Abstract
Recent progress in Bayesian inference has allowed for accurate posterior estimations in complex situations with no idea about a likelihood function. Currently, Approximate Bayesian Computation (ABC) techniques have emerged as a widely used set of free-likelihood methods. Although there is a large number of different ABC-based approaches across the literature, all they have in common a hard dependence on free parameters selection, demanding for expensive tuning procedures such as grid search or cross-validation. Here, we introduce an Automatic Metric Learning-based ABC approach, termed AML-ABC. Namely, AML-ABC matches the simulation and observation spaces within an ABC-based framework. Attained results on a synthetic dataset and a real-world ecological system show that our approach is a competitive method compared to other non-automatic state-of-the-art ABC techniques.
Keywords
You have full access to this open access chapter, Download conference paper PDF
1 Introduction
Bayesian-based statistical inference tasks require the calculation of the likelihood function, which performs an important role as long as it states the probability of the observed data under a particular model. Therefore, the Bayes’ theorem leverages the inclusion of a priori knowledge about the studied phenomenon into the posterior distribution. Indeed, straightforward models gather an analytic expression for the likelihood function facilitating the evidence assessment; then, the posterior can be precisely computed. Notwithstanding, for complex models, to find an exact formula for the likelihood function is often intractable [13].
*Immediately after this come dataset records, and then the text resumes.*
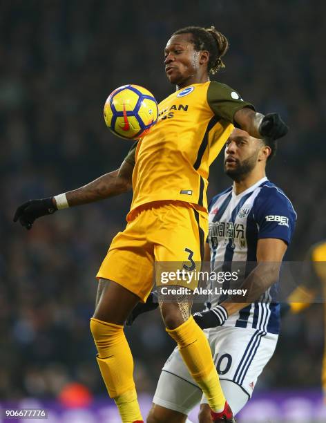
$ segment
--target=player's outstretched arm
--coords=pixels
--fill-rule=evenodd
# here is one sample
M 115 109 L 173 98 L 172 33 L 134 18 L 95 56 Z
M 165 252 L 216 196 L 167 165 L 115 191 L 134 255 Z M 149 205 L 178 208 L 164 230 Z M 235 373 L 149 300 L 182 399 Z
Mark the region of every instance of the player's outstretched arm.
M 234 121 L 255 138 L 277 140 L 287 135 L 289 128 L 278 113 L 258 113 L 249 107 L 236 112 Z
M 48 198 L 30 200 L 17 208 L 14 222 L 19 220 L 22 226 L 30 229 L 36 219 L 52 214 L 58 209 L 93 203 L 130 191 L 133 170 L 133 165 L 124 160 L 119 169 L 77 189 Z
M 258 265 L 239 287 L 240 290 L 246 290 L 245 297 L 231 296 L 214 308 L 195 313 L 193 318 L 197 324 L 202 329 L 221 326 L 229 316 L 259 299 L 278 279 L 280 267 L 287 248 L 287 244 L 281 239 L 258 240 Z

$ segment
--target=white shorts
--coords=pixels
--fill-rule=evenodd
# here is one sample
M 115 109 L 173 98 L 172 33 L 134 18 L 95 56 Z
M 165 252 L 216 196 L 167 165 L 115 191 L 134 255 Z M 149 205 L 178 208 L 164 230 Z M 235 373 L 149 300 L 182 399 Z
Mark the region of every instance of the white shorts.
M 251 397 L 258 376 L 273 355 L 278 335 L 223 326 L 204 332 L 227 401 L 236 414 Z M 188 415 L 200 401 L 207 403 L 177 347 L 163 367 L 153 402 Z

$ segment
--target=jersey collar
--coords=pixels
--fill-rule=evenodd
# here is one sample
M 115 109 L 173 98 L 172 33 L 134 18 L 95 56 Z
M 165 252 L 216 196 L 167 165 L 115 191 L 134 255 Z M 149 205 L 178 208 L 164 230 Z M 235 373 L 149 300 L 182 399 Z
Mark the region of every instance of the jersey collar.
M 259 187 L 259 185 L 262 184 L 262 182 L 266 182 L 267 180 L 268 180 L 267 177 L 264 176 L 264 178 L 262 178 L 258 181 L 257 181 L 256 184 L 253 184 L 253 185 L 251 185 L 251 187 L 247 188 L 246 190 L 243 191 L 240 194 L 238 194 L 238 196 L 236 194 L 236 193 L 233 191 L 233 188 L 232 187 L 232 197 L 233 198 L 241 198 L 242 197 L 243 197 L 243 196 L 245 196 L 249 192 L 251 192 L 252 191 L 254 191 L 258 187 Z

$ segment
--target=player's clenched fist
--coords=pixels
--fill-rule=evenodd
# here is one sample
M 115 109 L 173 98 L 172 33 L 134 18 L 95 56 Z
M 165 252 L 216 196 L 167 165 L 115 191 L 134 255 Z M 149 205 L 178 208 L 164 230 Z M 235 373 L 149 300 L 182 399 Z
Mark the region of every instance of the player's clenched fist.
M 27 229 L 30 229 L 34 220 L 41 216 L 52 214 L 57 210 L 52 197 L 41 200 L 30 200 L 20 205 L 14 216 L 14 222 L 19 223 Z
M 267 113 L 264 116 L 259 126 L 262 137 L 277 140 L 287 135 L 289 127 L 282 120 L 278 113 Z

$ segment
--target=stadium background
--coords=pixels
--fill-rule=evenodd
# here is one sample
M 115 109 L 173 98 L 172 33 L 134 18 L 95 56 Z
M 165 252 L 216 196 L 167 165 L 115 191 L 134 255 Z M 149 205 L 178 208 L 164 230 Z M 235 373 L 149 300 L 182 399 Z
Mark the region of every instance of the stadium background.
M 325 237 L 325 15 L 321 0 L 0 1 L 0 404 L 68 400 L 73 382 L 105 394 L 89 332 L 94 275 L 131 196 L 58 212 L 28 232 L 12 218 L 27 199 L 119 167 L 130 144 L 105 127 L 104 102 L 128 83 L 158 101 L 171 93 L 163 48 L 176 29 L 214 24 L 231 44 L 217 79 L 290 126 L 268 169 L 298 214 L 288 259 Z M 220 158 L 209 196 L 229 184 Z M 287 317 L 256 394 L 319 392 L 323 330 L 321 305 Z M 151 395 L 173 343 L 155 312 L 126 334 L 138 391 Z

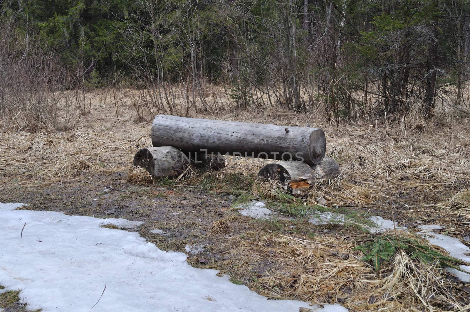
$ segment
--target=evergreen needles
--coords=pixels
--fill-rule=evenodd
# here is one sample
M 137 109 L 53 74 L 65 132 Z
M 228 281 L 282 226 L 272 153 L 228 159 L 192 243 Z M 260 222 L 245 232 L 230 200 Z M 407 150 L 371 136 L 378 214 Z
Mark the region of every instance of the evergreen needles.
M 398 238 L 398 242 L 396 237 Z M 439 267 L 452 267 L 465 272 L 459 266 L 468 264 L 433 249 L 424 240 L 411 235 L 402 234 L 396 236 L 392 233 L 373 234 L 355 249 L 364 253 L 362 261 L 371 262 L 376 269 L 378 270 L 383 263 L 389 262 L 397 253 L 398 243 L 410 259 L 425 264 L 436 263 Z

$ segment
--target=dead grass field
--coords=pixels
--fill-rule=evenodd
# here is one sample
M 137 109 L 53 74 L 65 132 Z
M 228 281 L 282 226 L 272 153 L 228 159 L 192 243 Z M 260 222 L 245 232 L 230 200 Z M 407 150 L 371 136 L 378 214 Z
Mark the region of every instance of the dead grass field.
M 354 222 L 314 226 L 298 216 L 271 221 L 241 216 L 235 207 L 244 201 L 292 203 L 259 188 L 254 180 L 260 161 L 232 158 L 221 171 L 188 172 L 175 180 L 138 174 L 129 180 L 138 183 L 128 182 L 128 175 L 136 174 L 134 154 L 151 145 L 153 116 L 145 109 L 136 113 L 129 101 L 132 92 L 120 92 L 116 99 L 106 90 L 89 94 L 89 112 L 67 131 L 18 132 L 0 121 L 0 202 L 145 221 L 133 230 L 160 248 L 204 245 L 203 254 L 189 255 L 189 263 L 220 270 L 233 282 L 273 298 L 337 302 L 352 311 L 470 308 L 470 285 L 446 277 L 435 264 L 397 254 L 377 271 L 361 261 L 356 247 L 368 234 Z M 279 109 L 218 113 L 190 110 L 188 117 L 288 126 L 308 122 L 325 130 L 327 154 L 337 160 L 344 179 L 318 186 L 302 201 L 304 207 L 314 207 L 321 195 L 329 209 L 342 210 L 356 221 L 373 215 L 390 219 L 393 211 L 398 225 L 412 230 L 440 225 L 469 245 L 462 240 L 470 234 L 468 119 L 439 113 L 432 122 L 410 117 L 393 124 L 376 120 L 337 127 L 320 114 Z M 155 228 L 169 235 L 150 233 Z

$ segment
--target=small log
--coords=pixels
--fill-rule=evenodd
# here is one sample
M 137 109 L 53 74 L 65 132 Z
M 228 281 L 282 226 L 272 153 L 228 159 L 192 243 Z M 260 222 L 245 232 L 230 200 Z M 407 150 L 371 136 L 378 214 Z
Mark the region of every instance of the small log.
M 145 168 L 155 178 L 177 176 L 187 164 L 181 151 L 172 146 L 141 148 L 133 161 L 134 166 Z
M 315 183 L 341 178 L 342 174 L 335 160 L 325 156 L 316 165 L 296 161 L 268 164 L 259 171 L 258 177 L 268 180 L 278 179 L 293 195 L 302 196 L 306 195 Z
M 317 181 L 343 178 L 338 163 L 329 156 L 325 156 L 319 164 L 310 166 L 315 171 L 315 179 Z
M 171 146 L 185 153 L 220 153 L 319 164 L 326 139 L 315 128 L 280 126 L 159 115 L 152 125 L 153 146 Z

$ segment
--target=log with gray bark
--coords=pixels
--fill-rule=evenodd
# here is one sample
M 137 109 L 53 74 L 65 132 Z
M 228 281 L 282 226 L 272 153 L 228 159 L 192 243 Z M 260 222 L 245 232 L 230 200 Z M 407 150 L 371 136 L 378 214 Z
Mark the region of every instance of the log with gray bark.
M 141 148 L 134 156 L 134 165 L 147 169 L 155 178 L 174 177 L 188 166 L 218 170 L 225 167 L 225 157 L 205 154 L 188 154 L 172 146 Z
M 334 159 L 325 156 L 318 164 L 290 161 L 268 164 L 261 168 L 258 177 L 268 180 L 277 179 L 294 195 L 306 195 L 310 188 L 325 180 L 343 177 Z
M 152 125 L 154 147 L 319 164 L 325 156 L 323 130 L 159 115 Z
M 188 164 L 181 151 L 172 146 L 141 148 L 133 161 L 134 166 L 145 168 L 155 178 L 179 175 Z

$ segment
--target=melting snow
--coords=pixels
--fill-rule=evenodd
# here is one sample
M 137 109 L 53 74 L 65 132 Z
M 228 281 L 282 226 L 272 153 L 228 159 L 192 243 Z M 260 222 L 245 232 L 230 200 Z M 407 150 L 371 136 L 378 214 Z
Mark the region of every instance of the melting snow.
M 454 258 L 460 259 L 466 262 L 470 262 L 470 255 L 470 255 L 470 248 L 461 242 L 458 239 L 431 232 L 434 229 L 441 229 L 442 228 L 442 226 L 429 225 L 420 226 L 418 227 L 423 230 L 418 234 L 425 236 L 431 244 L 444 248 L 449 255 Z M 460 268 L 470 272 L 470 265 L 461 265 Z M 446 268 L 446 271 L 464 282 L 470 282 L 470 274 L 450 267 Z
M 253 201 L 247 204 L 239 205 L 238 212 L 243 216 L 251 217 L 255 219 L 269 219 L 275 217 L 277 214 L 264 208 L 266 205 L 263 202 Z
M 214 270 L 191 266 L 185 254 L 161 250 L 136 233 L 100 227 L 135 222 L 11 211 L 23 205 L 0 203 L 0 284 L 21 289 L 30 309 L 90 311 L 106 285 L 94 311 L 347 311 L 268 300 Z

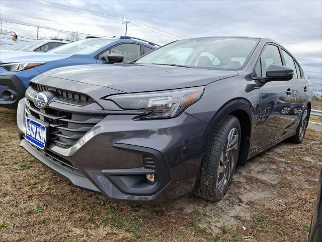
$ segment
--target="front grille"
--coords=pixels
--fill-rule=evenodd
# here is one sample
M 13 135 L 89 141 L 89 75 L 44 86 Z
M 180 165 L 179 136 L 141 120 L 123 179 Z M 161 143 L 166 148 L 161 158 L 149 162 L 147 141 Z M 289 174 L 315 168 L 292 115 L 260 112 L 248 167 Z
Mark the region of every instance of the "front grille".
M 143 155 L 143 160 L 145 167 L 149 169 L 154 169 L 155 168 L 154 162 L 153 161 L 152 157 Z
M 51 108 L 40 109 L 27 100 L 26 116 L 49 124 L 48 144 L 68 148 L 75 144 L 88 131 L 106 116 L 102 114 L 77 113 Z
M 94 100 L 90 97 L 82 93 L 70 92 L 63 89 L 60 89 L 51 87 L 48 87 L 43 85 L 32 83 L 31 87 L 37 92 L 45 91 L 54 91 L 61 96 L 63 98 L 78 102 L 93 102 Z

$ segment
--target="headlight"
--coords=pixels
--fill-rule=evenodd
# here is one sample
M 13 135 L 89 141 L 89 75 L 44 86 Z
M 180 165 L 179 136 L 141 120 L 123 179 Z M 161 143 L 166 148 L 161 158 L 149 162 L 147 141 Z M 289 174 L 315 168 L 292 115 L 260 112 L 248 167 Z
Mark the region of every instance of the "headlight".
M 126 109 L 151 110 L 142 118 L 167 118 L 178 116 L 188 106 L 198 101 L 204 87 L 159 92 L 113 95 L 105 98 Z
M 30 69 L 44 64 L 44 62 L 16 62 L 1 64 L 0 67 L 2 67 L 8 71 L 18 72 L 23 70 Z

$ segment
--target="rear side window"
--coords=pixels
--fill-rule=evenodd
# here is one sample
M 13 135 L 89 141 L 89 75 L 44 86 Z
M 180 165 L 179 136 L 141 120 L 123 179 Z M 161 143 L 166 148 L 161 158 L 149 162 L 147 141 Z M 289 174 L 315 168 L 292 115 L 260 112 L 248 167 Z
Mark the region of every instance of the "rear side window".
M 267 68 L 272 64 L 282 65 L 282 59 L 277 46 L 269 45 L 265 47 L 262 53 L 260 62 L 258 62 L 255 67 L 254 76 L 266 77 Z
M 148 53 L 150 51 L 153 50 L 153 49 L 151 48 L 149 48 L 148 47 L 146 47 L 145 45 L 143 46 L 143 54 L 145 54 L 146 53 Z
M 296 78 L 297 77 L 296 69 L 295 68 L 295 65 L 294 64 L 294 59 L 293 59 L 293 57 L 284 50 L 282 50 L 282 53 L 283 53 L 284 59 L 285 60 L 285 65 L 294 71 L 294 77 Z
M 297 78 L 301 78 L 302 76 L 301 75 L 301 70 L 300 67 L 297 63 L 295 62 L 295 68 L 296 68 L 296 72 L 297 73 Z

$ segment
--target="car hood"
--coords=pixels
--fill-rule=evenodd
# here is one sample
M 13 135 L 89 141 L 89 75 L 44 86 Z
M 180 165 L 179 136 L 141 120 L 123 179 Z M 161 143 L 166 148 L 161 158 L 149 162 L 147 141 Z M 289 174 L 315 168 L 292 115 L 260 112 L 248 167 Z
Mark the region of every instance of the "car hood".
M 71 55 L 72 55 L 72 54 L 0 50 L 0 63 L 47 62 L 68 58 Z
M 49 71 L 42 76 L 109 87 L 125 92 L 136 92 L 203 86 L 238 75 L 234 71 L 114 64 L 64 67 Z

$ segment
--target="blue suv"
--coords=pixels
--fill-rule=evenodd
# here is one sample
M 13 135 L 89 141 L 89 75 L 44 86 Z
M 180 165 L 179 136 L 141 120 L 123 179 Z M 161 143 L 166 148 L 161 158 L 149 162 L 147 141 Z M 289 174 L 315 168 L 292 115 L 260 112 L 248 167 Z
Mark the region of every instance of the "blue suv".
M 129 36 L 90 38 L 45 53 L 0 51 L 0 107 L 16 108 L 29 81 L 48 70 L 67 66 L 130 62 L 159 46 Z

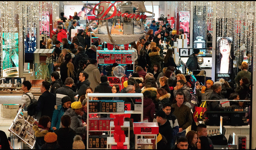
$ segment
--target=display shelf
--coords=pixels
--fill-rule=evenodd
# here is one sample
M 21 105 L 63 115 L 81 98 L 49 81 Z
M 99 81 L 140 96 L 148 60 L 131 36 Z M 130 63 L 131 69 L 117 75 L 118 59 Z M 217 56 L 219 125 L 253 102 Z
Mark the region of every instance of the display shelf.
M 89 104 L 89 97 L 139 97 L 141 99 L 141 105 L 140 107 L 139 107 L 139 109 L 140 109 L 140 111 L 125 111 L 124 112 L 88 112 L 87 113 L 87 124 L 88 124 L 89 122 L 89 114 L 140 114 L 140 119 L 141 120 L 143 120 L 143 95 L 142 93 L 88 93 L 87 95 L 87 103 Z M 89 112 L 89 107 L 87 107 L 87 112 Z M 110 123 L 111 124 L 111 121 L 110 121 Z M 130 124 L 128 124 L 128 123 L 124 123 L 124 125 L 121 127 L 128 127 L 128 126 L 130 126 Z M 111 124 L 111 125 L 112 126 L 114 125 L 114 122 L 112 123 L 112 124 Z M 113 127 L 113 126 L 112 126 Z M 87 149 L 91 149 L 91 148 L 89 148 L 89 132 L 94 132 L 94 131 L 100 131 L 100 130 L 89 130 L 89 126 L 87 126 Z M 110 130 L 105 131 L 110 131 L 111 128 L 111 126 L 110 126 Z M 128 128 L 128 130 L 130 130 L 130 127 Z M 111 135 L 111 132 L 110 133 L 110 135 Z M 130 132 L 128 133 L 128 136 L 130 136 Z M 114 138 L 112 137 L 112 138 Z M 126 138 L 127 138 L 127 140 L 126 140 Z M 126 142 L 127 142 L 128 143 L 127 145 L 128 145 L 128 148 L 129 148 L 129 142 L 130 139 L 128 137 L 126 137 Z M 115 144 L 116 144 L 116 143 L 115 142 Z M 107 148 L 108 148 L 108 146 L 107 145 Z M 129 148 L 128 148 L 129 149 Z
M 111 149 L 112 145 L 117 145 L 117 143 L 115 142 L 115 139 L 113 137 L 108 137 L 107 138 L 107 149 L 108 149 L 108 146 L 110 146 L 110 149 Z M 129 138 L 125 137 L 125 142 L 124 143 L 124 145 L 127 145 L 127 149 L 130 149 L 130 142 L 129 142 Z

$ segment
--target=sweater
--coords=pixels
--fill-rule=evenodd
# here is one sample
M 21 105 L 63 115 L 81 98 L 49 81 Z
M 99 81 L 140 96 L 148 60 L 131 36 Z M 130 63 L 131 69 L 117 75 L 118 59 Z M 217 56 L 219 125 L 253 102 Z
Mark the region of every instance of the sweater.
M 177 117 L 180 128 L 184 130 L 192 124 L 192 114 L 188 106 L 182 104 L 179 107 L 175 103 L 172 105 L 172 107 L 174 107 L 173 114 Z

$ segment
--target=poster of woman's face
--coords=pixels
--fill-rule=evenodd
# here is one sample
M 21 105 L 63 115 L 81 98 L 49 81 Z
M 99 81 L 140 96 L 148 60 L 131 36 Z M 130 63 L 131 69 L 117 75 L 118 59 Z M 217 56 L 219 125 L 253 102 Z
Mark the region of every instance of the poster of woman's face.
M 232 43 L 232 38 L 217 38 L 216 66 L 217 74 L 232 73 L 233 53 Z

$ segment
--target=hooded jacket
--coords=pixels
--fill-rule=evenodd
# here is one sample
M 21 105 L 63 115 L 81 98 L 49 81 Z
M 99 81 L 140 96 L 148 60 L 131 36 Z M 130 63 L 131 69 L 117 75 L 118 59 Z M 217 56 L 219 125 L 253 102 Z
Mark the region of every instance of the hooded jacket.
M 86 94 L 86 89 L 87 89 L 88 87 L 90 87 L 90 83 L 89 80 L 88 80 L 88 79 L 86 79 L 86 80 L 82 83 L 82 85 L 80 86 L 78 91 L 76 92 L 76 94 L 79 95 L 77 99 L 79 99 L 79 98 L 80 98 L 80 97 L 82 95 L 85 95 L 85 94 Z
M 50 92 L 53 94 L 55 94 L 57 89 L 62 87 L 62 81 L 60 79 L 58 79 L 52 82 L 52 87 L 51 87 L 51 90 L 50 90 Z
M 62 149 L 72 149 L 73 139 L 76 133 L 70 128 L 61 128 L 55 131 L 57 134 L 57 141 Z
M 55 127 L 57 129 L 60 128 L 60 119 L 62 116 L 65 110 L 61 104 L 59 105 L 55 105 L 54 106 L 55 109 L 53 111 L 53 114 L 52 115 L 52 123 L 51 124 L 51 128 L 52 127 Z
M 157 89 L 155 87 L 148 87 L 147 88 L 144 88 L 143 90 L 142 89 L 141 93 L 143 93 L 146 91 L 149 91 L 151 93 L 151 99 L 153 100 L 153 102 L 155 105 L 157 104 L 157 102 L 156 99 L 156 94 L 157 94 Z
M 143 119 L 148 118 L 148 122 L 153 121 L 155 113 L 155 104 L 151 99 L 143 98 Z
M 164 104 L 166 103 L 170 103 L 170 98 L 171 97 L 171 94 L 167 93 L 158 98 L 158 101 L 157 103 L 157 110 L 160 111 L 163 107 Z
M 86 127 L 83 126 L 82 117 L 77 114 L 76 112 L 70 108 L 64 112 L 64 115 L 68 115 L 70 117 L 71 123 L 70 128 L 76 132 L 76 134 L 84 134 L 86 132 Z M 62 128 L 60 124 L 60 128 Z
M 36 149 L 41 149 L 42 145 L 45 143 L 44 136 L 46 135 L 48 131 L 47 130 L 39 128 L 36 125 L 33 126 L 33 130 L 35 131 L 35 136 L 36 136 L 35 148 Z
M 151 52 L 148 54 L 150 59 L 150 62 L 151 63 L 151 70 L 154 70 L 154 65 L 158 63 L 161 64 L 161 61 L 164 61 L 164 59 L 160 56 L 159 52 Z M 159 70 L 162 70 L 161 65 Z
M 58 88 L 56 91 L 56 105 L 59 105 L 62 104 L 61 99 L 67 96 L 70 97 L 73 103 L 75 101 L 75 96 L 76 95 L 75 92 L 72 90 L 72 88 L 67 85 L 63 85 L 62 87 Z
M 210 88 L 206 88 L 204 93 L 202 93 L 200 92 L 199 89 L 196 89 L 196 95 L 198 97 L 201 97 L 202 99 L 203 100 L 209 100 L 210 97 L 211 96 L 212 93 L 213 92 L 212 87 Z
M 174 97 L 176 97 L 176 93 L 178 90 L 182 91 L 184 93 L 185 98 L 186 98 L 186 101 L 184 100 L 184 103 L 190 102 L 190 89 L 189 87 L 188 87 L 186 85 L 184 85 L 183 86 L 178 90 L 174 90 L 173 91 L 173 94 L 174 95 Z
M 88 80 L 90 82 L 90 87 L 94 91 L 95 87 L 100 84 L 101 75 L 99 69 L 94 65 L 90 64 L 84 69 L 84 71 L 89 75 Z
M 100 85 L 95 87 L 94 93 L 96 92 L 100 93 L 112 93 L 112 87 L 109 85 L 108 81 L 100 82 Z
M 62 39 L 63 38 L 67 38 L 68 36 L 67 35 L 66 32 L 63 30 L 63 29 L 61 29 L 60 30 L 60 32 L 58 34 L 58 36 L 57 36 L 57 39 L 58 41 L 59 41 L 60 42 L 62 42 Z

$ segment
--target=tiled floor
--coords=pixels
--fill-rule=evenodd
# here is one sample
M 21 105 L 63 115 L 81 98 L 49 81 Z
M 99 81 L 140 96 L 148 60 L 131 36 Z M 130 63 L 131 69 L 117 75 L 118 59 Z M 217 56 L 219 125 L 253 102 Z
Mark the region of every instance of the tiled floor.
M 5 132 L 7 136 L 9 136 L 10 131 L 8 129 L 12 124 L 12 122 L 14 120 L 14 118 L 4 118 L 1 116 L 1 108 L 2 105 L 0 105 L 0 130 Z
To deal with this intractability, free-likelihood techniques like Approximate Bayesian Computation (ABC) have emerged. ABC-based methods assess an auxiliary model with different parameter values drawn from a prior distribution to compute simulations that are compared to the observed data [13]. In particular, this comparison can be performed using statistics that summarize and characterize the information over large features and observations [5, 10]. However, the selection of proper and sufficient summary statistic could be difficult for complex models, demanding for alternative approaches that rely on kernel functions to embed and compare distributions into a Reproducing Kernel Hilbert Space (RKHS) [4, 9]. Recent advances in ABC-based inference have introduced kernel methods to accomplish more accurate posterior estimations. Authors in [6] developed a surrogate model as synthetic likelihood to define an adequate number of simulations within the ABC procedure via a Gaussian process-based framework. Mitrovic et al. [7] modeled the functional relationship between simulations and the optimal choice of summary statistics to encode the structure of a generative model using a kernel ridge regression for conditional distributions. Nonetheless, the techniques mentioned above require the estimation of different parameters related to the similarity computation among simulations to approximate the posterior. Then, expensive tuning procedures as grid search and cross-validation are carried out. Moreover, the user requires a vast knowledge concerning the ABC algorithm and the studied data to properly tune the free parameters, yielding to a high influence in the quality of the posterior approximation.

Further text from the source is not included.